A court in Belarus has sentenced exiled opposition leader Sviatlana Tsikhanouskaya to 15 years in prison after a trial in absentia on charges including conspiring to overthrow the government. It is the latest move in a months-long effort by the Belarusian government to suppress dissent.
Ms Tsikhanouskaya ran against authoritarian President Alexander Lukashenko in an election in August 2020 that handed him his sixth term in office and was widely seen as rigged. She called her conviction and sentence an act of vengeance by Belarusian authorities and vowed to continue to "fight for freedom."
The results of the vote triggered the largest protests in the country's history. Mr Lukashenko unleashed a brutal crackdown on demonstrators, accusing the opposition of plotting to overthrow the government, and Ms Tsikhnouskaya left to Lithuania. Other key politicians and activists were either arrested or pressured to leave the country.
Ms Tsikhanouskaya and four other opposition figures were tried in their absence in the Belarusian capital, Minsk. Photos from the courtroom, released by Belarus' state news agency Belta, showed an empty defendants' cage. The charges against them also included creating and leading an extremist group, inciting hatred and harming national security.

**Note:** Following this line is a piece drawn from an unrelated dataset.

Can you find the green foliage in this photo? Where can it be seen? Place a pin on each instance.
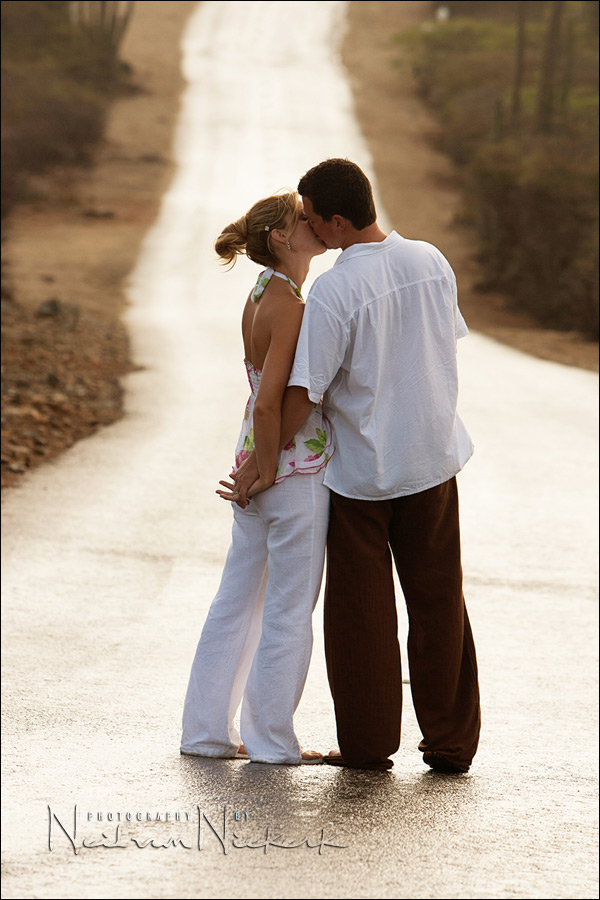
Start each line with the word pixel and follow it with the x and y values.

Ms Tsikhanouskaya told the Associated Press in an interview that her court-appointed lawyer hasn't been in touch with her once during the trial and has not responded to her requests to review the case files. She said that the law and the justice system in Belarus no longer work, and claimed that the state "has turned into one big KGB."
"The regime takes revenge on me and all Belarusians - it takes revenge for the fact that we chose freedom in 2020, for not resigning, not giving in, but continuing to fight," Ms Tsikhanouskaya said.

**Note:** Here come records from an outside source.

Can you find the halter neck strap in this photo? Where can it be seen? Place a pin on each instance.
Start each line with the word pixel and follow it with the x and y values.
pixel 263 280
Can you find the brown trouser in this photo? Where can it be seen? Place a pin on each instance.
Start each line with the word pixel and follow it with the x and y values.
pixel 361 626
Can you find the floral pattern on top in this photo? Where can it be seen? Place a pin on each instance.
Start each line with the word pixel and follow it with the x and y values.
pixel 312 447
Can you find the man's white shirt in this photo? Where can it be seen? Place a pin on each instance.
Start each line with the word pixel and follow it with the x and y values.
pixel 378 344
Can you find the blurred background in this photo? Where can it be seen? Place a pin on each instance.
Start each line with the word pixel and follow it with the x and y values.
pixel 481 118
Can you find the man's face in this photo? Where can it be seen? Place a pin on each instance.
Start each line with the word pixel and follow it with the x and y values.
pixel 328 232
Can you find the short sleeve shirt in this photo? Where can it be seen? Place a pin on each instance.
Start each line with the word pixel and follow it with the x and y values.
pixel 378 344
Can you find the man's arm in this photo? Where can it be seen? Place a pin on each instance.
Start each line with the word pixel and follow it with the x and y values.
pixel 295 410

"If Lukashenko could, he would have jailed everyone," she added.
In addition to the prison sentence, Ms Tsikhnaouskaya was ordered to pay a fine of about $11,000 (£9,150). Another exiled opposition politician, Pavel Latushka, was sentenced to 18 years in prison. Mr Latushka, who once served as Belarus' minister of culture and then as ambassador in several European nations, was also barred for five years from holding public office.
Maryya Maroz, Volha Kavalkova and Siarhei Dylevski were handed 12-year sentences.
All of them left Belarus after the protests erupted in August 2020. The demonstrations were the largest and the most sustained since Mr Lukashenko assumed office in 1994. He has run the country with an iron fist ever since. His government unleashed a brutal crackdown against the protesters, detaining more than 35,000.
The country's most prominent human rights advocate and the 2022 Nobel Peace Prize laureate, Ales Bialiatski, was among those arrested. He was sentenced to 10 years in prison last week.
Ms Tsikhanouskaya ran against Mr Lukashenko instead of her husband, popular opposition politician Siarhei Tsikhanouski who was arrested in the middle of his campaign in 2020 and has been sentenced to 18 years in prison.
Last month, a court in Belarus added 18 more months to Mr Tsikhanouski's sentence over alleged violations of prison regulations.
Mr Tsikhanouski maintained his innocence during the trial that was held behind closed doors, according to the Viasna human rights centre, Belarus' most prominent rights group. For two months, the politician was held "in inhumane conditions" in an isolation cell, the group said. Viasna has counted a total of 1,456 political prisoners in Belarus.
Ms Tsikhanouskaya said that repression in Belarus is intensifying, and every day 15 to 20 people in the country are being jailed, which "shows how little confidence the regime has in itself."
"If Lukashenko thinks that this jailing regime will stop me, will stop the Belarusians, it is mistaken — we will continue to fight for freedom all the more actively," she said.